Après le a sexies du I de l'article 219 du même code, il est inséré un a septies ainsi rédigé :

« a septies . Lorsqu'il existe des liens de dépendance entre l'entreprise cédante et l'entreprise cessionnaire au sens du 12 de l'article 39, le régime des plus-values et moins-values à long terme s'applique aux plus-values et moins-values de cession de titres de participation définis au dix-huitième alinéa du 5° du 1 de ce même article, autres que ceux mentionnés au a sexies -0 bis du présent article ; »

La parole est à M. le rapporteur général.

M. Philippe Marini, rapporteur général de la commission des finances. Il s'agit du troisième train de mesures « anti-abus » pour les sociétés et groupes imposés à l'impôt sur les sociétés. Cet amendement concerne le risque de contournement du régime des plus-values ou moins-values à long terme.

Ce régime prévoit un taux réduit d'imposition de 15 % ou 19 % ou, pour les titres de participation, une exonération sous réserve d'une quote-part de frais et charges.

La crise économique a conduit un grand nombre de sociétés à déprécier leurs titres et à enregistrer des moins-values latentes, ce qui peut conduire à des pratiques d'optimisation.

Le schéma consiste à matérialiser des moins-values sur des titres de participation ayant normalement vocation à être détenus à long terme, et ce en cédant ces derniers à une filiale ou à une société soeur dans les deux années de leur acquisition.
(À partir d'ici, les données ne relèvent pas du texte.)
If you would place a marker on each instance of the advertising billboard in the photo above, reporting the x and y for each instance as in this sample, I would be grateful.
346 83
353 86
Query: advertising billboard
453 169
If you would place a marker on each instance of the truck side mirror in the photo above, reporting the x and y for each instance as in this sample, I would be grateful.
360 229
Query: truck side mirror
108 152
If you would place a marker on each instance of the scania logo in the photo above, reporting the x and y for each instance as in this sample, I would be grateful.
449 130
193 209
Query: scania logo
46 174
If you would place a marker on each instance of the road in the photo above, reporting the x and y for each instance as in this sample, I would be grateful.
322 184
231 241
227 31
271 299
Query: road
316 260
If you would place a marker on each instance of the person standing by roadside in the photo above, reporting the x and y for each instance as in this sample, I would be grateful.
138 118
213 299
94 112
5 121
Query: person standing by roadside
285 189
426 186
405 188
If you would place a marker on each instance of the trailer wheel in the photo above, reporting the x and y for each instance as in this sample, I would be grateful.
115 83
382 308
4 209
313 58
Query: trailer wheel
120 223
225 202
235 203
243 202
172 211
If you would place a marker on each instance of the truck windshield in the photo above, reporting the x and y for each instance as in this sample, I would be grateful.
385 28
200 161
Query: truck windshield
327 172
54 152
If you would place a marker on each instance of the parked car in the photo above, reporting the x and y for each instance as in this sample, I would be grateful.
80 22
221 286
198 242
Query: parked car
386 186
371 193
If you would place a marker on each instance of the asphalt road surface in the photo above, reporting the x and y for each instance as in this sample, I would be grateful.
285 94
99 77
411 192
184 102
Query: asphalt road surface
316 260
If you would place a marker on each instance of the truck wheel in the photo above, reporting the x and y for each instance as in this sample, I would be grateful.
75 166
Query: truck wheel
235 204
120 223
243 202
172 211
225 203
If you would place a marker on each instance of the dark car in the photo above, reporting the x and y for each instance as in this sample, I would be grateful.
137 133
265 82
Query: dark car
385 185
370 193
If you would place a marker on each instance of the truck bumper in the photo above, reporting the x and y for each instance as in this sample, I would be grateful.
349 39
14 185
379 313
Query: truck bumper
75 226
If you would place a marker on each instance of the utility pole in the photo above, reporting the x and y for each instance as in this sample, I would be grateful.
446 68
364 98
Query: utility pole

La cession n'est alors pas soumise au régime du long terme et la moins-value, qui aurait dû normalement rester latente et ne pas être déductible, est déduite du résultat imposable de la société qui l'a enregistrée.

En fait, il s'agit d'une simple optimisation intragroupe qui permet de jouer entre les différentes structures juridiques d'un groupe.

Notre amendement vise à mettre fin à un tel schéma en soumettant au régime du long terme les plus-values ou moins-values de cession de titres de participation entre entreprises liées, autres que les titres de sociétés à prépondérance immobilière non cotées, quelle que soit la durée de détention de ces titres.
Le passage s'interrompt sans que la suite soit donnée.